Discussion
We report a case of CRAO occurring after AF ablation. In this case, sudden visual loss in the left eye occurred and did not improve well with treatment.
CRAO can be caused by retinal artery embolism or hemodynamically-induced retinal ischemia. The risk factors for CRAO are shown in Table 2.3-5 AF was a cause of CRAO. A previous study using implantable loop recorders reported that 15% of CRAO patients had subclinical AF.8
There have been few reports of ophthalmic complications of AF ablation. Although a previous study showed one patient developed a unilateral quadrantopsia consistent with a retinal artery embolus after catheter ablation,9 there have been no reports about CRAO with complete unilateral visual loss. To our knowledge, this is the first case report to describe CRAO following AF ablation.
Ischemic damage to the retina is irreversible within 4 hours of the onset of CRAO,3 therefore prompt management is important. Common treatments for CRAO are shown in Table 3.3,10-18 Ocular massage was performed because the embolus in the central retinal artery was expected to be dislodged.3 As medical therapies, vasodilators such as nitroglycerine and anticoagulant such as heparin have been used; however, there is no evidence that these agents are effective. A recent study showed that digital subtraction angiography–guided superselective ophthalmic artery or selective carotid thrombolysis with urokinase and papaverine was an effective treatment method for CRAO.12
Another study showed that alprostadil infusion resulted in significant visual improvement in patients with CRAO.11 In this study, the logarithm of the minimum angle of resolution best corrected visual acuity significantly improved from 2.73 to 1.48 at 1 month after the onset of CRAO, and all 6 patients experienced vision improvement.11 Our use of alprostadil for 3 d somewhat improved peripheral vision.

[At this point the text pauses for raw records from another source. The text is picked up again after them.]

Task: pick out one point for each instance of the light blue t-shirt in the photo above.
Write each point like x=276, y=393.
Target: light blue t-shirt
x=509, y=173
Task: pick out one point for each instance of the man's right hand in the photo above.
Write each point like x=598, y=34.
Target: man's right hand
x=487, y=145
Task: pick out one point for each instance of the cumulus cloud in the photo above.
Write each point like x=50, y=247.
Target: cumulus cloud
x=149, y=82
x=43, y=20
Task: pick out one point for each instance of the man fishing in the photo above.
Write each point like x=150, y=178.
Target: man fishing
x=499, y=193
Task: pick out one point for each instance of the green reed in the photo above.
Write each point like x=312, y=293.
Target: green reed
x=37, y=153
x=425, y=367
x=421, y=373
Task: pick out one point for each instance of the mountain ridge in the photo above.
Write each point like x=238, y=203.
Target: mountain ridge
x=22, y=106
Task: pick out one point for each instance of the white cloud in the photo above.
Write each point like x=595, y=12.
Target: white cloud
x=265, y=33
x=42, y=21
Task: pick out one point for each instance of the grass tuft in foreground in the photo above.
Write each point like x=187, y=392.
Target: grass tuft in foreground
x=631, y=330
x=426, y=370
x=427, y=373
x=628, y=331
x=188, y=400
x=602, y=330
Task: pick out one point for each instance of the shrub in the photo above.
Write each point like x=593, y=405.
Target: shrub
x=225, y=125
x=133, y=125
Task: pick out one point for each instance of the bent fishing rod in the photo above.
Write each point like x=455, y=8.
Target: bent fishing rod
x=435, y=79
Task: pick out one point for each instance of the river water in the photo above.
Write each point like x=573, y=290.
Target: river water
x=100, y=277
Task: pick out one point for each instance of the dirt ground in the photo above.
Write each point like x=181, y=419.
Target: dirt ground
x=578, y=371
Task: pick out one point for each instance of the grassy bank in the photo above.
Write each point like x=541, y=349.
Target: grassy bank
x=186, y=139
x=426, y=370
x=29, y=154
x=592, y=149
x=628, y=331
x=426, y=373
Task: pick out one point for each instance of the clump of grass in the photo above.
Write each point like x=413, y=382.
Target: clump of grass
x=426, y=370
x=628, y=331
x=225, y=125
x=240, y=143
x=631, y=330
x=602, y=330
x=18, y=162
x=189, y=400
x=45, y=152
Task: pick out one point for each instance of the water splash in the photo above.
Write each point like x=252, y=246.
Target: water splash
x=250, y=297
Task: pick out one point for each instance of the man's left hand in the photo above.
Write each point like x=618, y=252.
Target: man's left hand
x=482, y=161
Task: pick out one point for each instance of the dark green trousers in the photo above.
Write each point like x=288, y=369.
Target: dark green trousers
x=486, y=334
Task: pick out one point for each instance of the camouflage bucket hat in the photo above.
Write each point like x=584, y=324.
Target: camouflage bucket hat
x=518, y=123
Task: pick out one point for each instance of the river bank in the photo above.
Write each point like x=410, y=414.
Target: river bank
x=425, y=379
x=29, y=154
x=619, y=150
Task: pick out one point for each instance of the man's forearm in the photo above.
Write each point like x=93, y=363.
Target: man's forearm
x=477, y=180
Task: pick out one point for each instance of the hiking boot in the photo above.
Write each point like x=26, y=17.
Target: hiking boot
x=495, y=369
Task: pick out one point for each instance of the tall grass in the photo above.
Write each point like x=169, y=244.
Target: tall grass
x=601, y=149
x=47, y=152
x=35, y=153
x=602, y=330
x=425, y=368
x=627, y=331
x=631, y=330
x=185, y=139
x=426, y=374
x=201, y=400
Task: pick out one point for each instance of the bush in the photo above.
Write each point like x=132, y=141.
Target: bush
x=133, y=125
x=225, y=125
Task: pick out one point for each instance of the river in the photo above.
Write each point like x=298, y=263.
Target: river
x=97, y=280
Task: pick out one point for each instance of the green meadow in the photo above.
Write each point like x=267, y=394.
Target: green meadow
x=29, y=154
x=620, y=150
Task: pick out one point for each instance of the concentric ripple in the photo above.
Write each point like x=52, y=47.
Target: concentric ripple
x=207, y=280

We needed a long procedural time in this case. Therefore an embolic event was more likely to occur because long left atrium dwell time exposed this patient to thrombus formation on catheters.19 The differential diagnosis in this case is air embolism vs. thromboembolism. In this case, the body mass index was high and glossoptosis with conscious sedation tended to occur irrespective of using noninvasive positive pressure ventilation. This condition induced a long apnea and might be a cause of an air embolism. Deep sedation with a laryngeal mask airway might be a preventive method. If possible, avoiding a long procedural time, which is a risk factor for complication,20 might also prevent complications.
To minimize the risk of permanent visual loss from CRAO, operators suspecting it should closely cooperate with an ophthalmologist to diagnose this disease as soon as possible.